On Thu, 20 Mar 2014 19:03:57 +0100
Paolo Bonzini <pbonz...@redhat.com> wrote:

> Il 20/03/2014 17:20, Igor Mammedov ha scritto:
> >> >
> >> > What about just looking up on the QOM tree until you find a
> >> > HotplugHandler, if the device doesn't have a bus or the bus doesn't have
> >> > a hotplug handler link itself?  This is similar to how FWPathProvider 
> >> > works.
> > it does so "hotplug_handler_get_from_path()",
> > above just provides option to specify lookup path. See 6/8 where PC board
> > allocates links and sets its own board specific path for generic DimmDevice.
> 
> Yeah, but I'm not sure why you need the links.  Why can't you just start 
> from the canonical path, such as /machine/peripheral/dimm-0 for -device 
> dimm,id=dimm-0, and walk up from there?
That would work in this particular case since /machine is hotplug handler,
but in generic case hotplug handler can be located somewhere else in QOM tree
i.e. it isn't a parent of hotplugged device.

Allowing to customize lookup path via DeviceClass.hotplug_path() makes
wiring hotplug handler flexible. For example:
 * A target that decides to use DimmDevice cloud have hotplug handler
   located at /machine/peripheral/ec_foo, walking down from
   /machine/peripheral/dimm-0 or /machine/unassigned/dimm-0 (in hotplug case)
   won't allow to find  hotplug handler. But overriding 
DeviceClass.hotplug_path()
   the target machine could provide means to locate necessary hotplug handler

Maybe setting link<> is over-engineered and should be dropped for now,
while still keeping DeviceClass.hotplug_path() as a means to provide custom
hotplug hander path.


BTW not related to hotplug but why I used link<>s:

I've added link<>s as an attempt to visualize Andreas' idea to use them for
hotplug and mgmt. It has it's own benefits if we try to provide more or
less uniform QOM interface view for management. What I have in mind is that
we could have tree like this:
 /machine/node[...]/dimm[...]
                   /cpu[...]/core[...]/thread[...]

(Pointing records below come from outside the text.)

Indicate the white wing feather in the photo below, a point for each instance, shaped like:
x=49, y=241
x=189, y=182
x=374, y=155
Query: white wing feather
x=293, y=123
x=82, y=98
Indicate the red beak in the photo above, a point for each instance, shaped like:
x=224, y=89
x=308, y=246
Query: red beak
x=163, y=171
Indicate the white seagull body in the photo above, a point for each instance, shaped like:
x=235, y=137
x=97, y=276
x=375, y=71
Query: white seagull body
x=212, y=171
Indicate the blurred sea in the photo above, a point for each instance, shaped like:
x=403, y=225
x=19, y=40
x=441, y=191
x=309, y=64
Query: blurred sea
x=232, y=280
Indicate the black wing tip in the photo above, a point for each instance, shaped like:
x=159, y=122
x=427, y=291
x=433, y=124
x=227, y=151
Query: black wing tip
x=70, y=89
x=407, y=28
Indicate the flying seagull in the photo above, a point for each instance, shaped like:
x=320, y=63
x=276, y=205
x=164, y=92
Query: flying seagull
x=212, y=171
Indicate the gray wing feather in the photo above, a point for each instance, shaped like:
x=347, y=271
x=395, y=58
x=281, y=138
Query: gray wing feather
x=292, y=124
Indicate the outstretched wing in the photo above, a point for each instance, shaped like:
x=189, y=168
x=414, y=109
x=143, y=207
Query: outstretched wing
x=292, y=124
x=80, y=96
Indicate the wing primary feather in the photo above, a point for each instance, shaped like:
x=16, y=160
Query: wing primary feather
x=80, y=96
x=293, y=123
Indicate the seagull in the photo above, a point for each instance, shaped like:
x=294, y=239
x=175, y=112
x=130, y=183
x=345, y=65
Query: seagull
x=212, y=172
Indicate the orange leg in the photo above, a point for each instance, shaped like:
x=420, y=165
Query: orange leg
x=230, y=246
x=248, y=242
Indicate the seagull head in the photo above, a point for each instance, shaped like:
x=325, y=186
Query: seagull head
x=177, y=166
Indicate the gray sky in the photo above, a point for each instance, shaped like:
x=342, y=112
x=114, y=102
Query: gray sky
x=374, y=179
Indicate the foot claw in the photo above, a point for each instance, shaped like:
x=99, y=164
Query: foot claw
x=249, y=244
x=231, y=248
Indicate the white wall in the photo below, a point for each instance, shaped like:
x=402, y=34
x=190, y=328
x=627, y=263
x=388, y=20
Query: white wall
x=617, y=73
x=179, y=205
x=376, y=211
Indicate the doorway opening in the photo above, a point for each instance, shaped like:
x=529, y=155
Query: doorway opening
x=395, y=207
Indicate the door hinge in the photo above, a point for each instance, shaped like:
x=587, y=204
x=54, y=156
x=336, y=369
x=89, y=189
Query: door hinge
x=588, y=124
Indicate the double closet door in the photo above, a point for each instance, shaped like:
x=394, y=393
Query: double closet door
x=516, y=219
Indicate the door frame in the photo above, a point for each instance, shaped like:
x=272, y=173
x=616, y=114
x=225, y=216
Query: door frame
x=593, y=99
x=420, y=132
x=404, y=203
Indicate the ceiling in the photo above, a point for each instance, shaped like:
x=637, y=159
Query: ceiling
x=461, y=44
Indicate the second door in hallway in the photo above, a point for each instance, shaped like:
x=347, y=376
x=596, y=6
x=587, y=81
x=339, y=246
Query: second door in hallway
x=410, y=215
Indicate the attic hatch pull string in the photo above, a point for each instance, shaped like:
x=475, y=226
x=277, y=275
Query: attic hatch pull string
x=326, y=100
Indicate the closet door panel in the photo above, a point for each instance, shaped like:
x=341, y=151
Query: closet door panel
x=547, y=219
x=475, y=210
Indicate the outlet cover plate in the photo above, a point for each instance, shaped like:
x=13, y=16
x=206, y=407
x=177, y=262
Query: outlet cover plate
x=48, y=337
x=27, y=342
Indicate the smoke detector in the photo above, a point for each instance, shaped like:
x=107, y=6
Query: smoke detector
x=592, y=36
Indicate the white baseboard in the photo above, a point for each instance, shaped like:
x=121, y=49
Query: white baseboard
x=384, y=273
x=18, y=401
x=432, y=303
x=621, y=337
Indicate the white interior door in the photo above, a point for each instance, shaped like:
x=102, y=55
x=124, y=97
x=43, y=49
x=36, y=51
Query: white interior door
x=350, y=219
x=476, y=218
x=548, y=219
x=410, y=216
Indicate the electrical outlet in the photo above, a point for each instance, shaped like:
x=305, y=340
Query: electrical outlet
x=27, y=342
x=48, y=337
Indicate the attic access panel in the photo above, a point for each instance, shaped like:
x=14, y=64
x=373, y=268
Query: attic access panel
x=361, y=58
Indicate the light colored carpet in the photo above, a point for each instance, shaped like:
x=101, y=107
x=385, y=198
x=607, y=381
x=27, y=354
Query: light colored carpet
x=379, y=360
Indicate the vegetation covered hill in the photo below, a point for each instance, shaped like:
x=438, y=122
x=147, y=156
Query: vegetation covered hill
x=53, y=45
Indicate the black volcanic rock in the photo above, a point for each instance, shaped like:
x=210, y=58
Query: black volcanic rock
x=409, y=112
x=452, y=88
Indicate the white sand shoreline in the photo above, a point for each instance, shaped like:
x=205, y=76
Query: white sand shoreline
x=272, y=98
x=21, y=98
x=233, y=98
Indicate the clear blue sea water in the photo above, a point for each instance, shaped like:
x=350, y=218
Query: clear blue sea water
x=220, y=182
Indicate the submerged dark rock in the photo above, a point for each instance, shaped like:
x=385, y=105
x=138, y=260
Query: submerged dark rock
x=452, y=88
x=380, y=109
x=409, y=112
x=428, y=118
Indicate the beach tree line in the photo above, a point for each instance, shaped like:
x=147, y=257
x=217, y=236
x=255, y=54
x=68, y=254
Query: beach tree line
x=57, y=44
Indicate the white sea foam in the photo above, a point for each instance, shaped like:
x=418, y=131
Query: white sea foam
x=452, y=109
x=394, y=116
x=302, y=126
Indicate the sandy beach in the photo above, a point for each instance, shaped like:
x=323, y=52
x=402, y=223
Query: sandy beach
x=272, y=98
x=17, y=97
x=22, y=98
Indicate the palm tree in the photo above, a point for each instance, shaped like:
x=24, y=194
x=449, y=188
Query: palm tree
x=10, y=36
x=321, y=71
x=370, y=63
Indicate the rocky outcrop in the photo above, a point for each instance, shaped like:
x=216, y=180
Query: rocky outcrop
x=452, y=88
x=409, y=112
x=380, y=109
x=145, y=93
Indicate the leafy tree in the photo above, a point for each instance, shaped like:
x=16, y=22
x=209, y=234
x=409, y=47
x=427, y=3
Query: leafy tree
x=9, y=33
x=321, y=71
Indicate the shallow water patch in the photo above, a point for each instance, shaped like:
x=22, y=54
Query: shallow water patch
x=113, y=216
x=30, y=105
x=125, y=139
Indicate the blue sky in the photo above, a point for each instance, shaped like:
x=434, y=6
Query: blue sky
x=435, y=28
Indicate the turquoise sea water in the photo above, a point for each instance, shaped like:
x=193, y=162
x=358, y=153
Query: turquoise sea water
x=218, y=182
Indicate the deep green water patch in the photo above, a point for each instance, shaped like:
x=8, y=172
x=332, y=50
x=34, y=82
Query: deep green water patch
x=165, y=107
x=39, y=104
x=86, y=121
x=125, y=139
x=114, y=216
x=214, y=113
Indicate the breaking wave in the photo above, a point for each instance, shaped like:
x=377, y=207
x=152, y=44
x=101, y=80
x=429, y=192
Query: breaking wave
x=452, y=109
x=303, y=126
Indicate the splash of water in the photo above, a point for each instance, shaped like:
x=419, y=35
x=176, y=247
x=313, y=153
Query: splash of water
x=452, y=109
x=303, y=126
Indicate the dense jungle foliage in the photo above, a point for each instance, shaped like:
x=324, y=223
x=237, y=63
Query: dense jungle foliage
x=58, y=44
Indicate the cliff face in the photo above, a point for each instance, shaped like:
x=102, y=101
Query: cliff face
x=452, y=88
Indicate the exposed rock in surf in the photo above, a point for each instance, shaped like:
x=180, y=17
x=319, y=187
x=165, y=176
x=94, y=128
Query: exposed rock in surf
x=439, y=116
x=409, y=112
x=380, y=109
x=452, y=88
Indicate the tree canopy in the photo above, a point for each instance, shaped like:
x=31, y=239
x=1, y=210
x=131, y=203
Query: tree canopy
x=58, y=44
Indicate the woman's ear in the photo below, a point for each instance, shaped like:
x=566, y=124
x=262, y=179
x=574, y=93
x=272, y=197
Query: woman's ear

where leaves are link<>s which are prebuilt at startup and set when device
is added. It provides an easy to enumerate interface for mgmt and also
gives us a quite informative path that encodes topology and later
we could use it instead of custom properties. For example:

  device_add x86cpu,path=/machine/node[1]/cpu[0]/core[3]/thread[2]
vs
  device_add x86cpu,apic-id=[who knows how it's calculated]

or
  device_add dimm,path=/machine/node[0]/dimm[5]
vs
  device_add dimm,node=0,slot=5

i.e. being added device could decode all needed information from above
provided path instead of creating a bunch of custom properties.